Radical New Use For 3D Printing
As you probably know, 3D Printing technology is becoming more widespread in the number of applications in which it can be utilized. The latest such application is in the field of manufacture of permanent magnets. For the record, permanent magnets are key components of quite a number of home and commercial products.
With that in mind, it is important to understand the difficulties experienced with the standard manufacturing techniques for permanent magnets. You see, while it is true that the design and manufacture a strong permanent magnet is a relatively straightforward procedure, the difficulty arises when it becomes necessary to construct a permanent magnet with a precisely shaped magnetic field. At least until now. That is where modern 3D Printing technology can make the difference.

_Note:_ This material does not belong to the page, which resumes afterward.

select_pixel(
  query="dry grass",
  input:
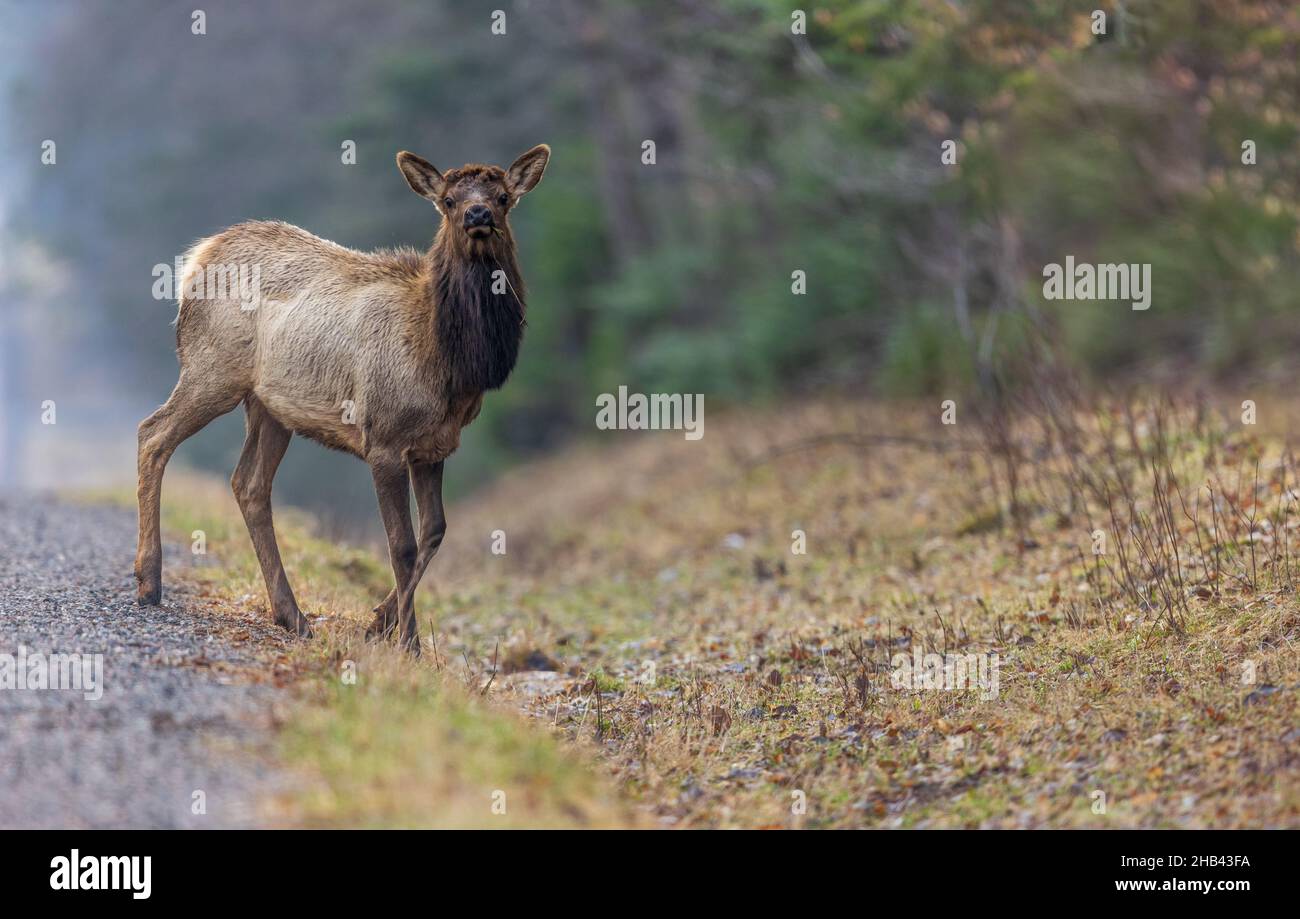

This innovative application of 3D printing techniques was discovered by researchers at the Vienna University of Technology. There researchers came up with a technique that makes use of specially produced filaments of a magnetic microganulate. Now understand that this microganulate material retains its shape and consistency by use of a polymer binding material. During the 3D printing process, the printer itself heats the microganulate material and applies it directly point by point with the 3D printer nozzles. Once the 3D printing process is complete, the end product is a material that is no less than 90% magnetic material and 10% plastic.
That being said, pay attention to the fact that there is one last step in this permanent magnet manufacturing process. That step is to take the newly formed end product from the 3D printer and exposing it to a strong external magnetic field. This last step locks in the desired magnetic field and transforms the material into a permanent magnet. Best of all, this new permanent magnet has the specified magnetic field strength and field direction locked into place.
Speaking on this exciting new 3D printing application, Dieter Suss had this to say: “This method allows us to process various magnetic materials, such as the exceptionally strong neodymium iron boron magnets. Magnet designs created using a computer can now be quickly and precisely implemented—at a size ranging from just a few centimeters through to decimeters with an accuracy of well under a single millimeter”.
You can readily understand how this new application of 3D printing will transform the manufacture of permanent magnets. At the same time, it is safe to say that by allowing the precision design and manufacture of permanent magnets in a much more economical manner, there are as yet unimagined applications of precisely engineered permanent magnets.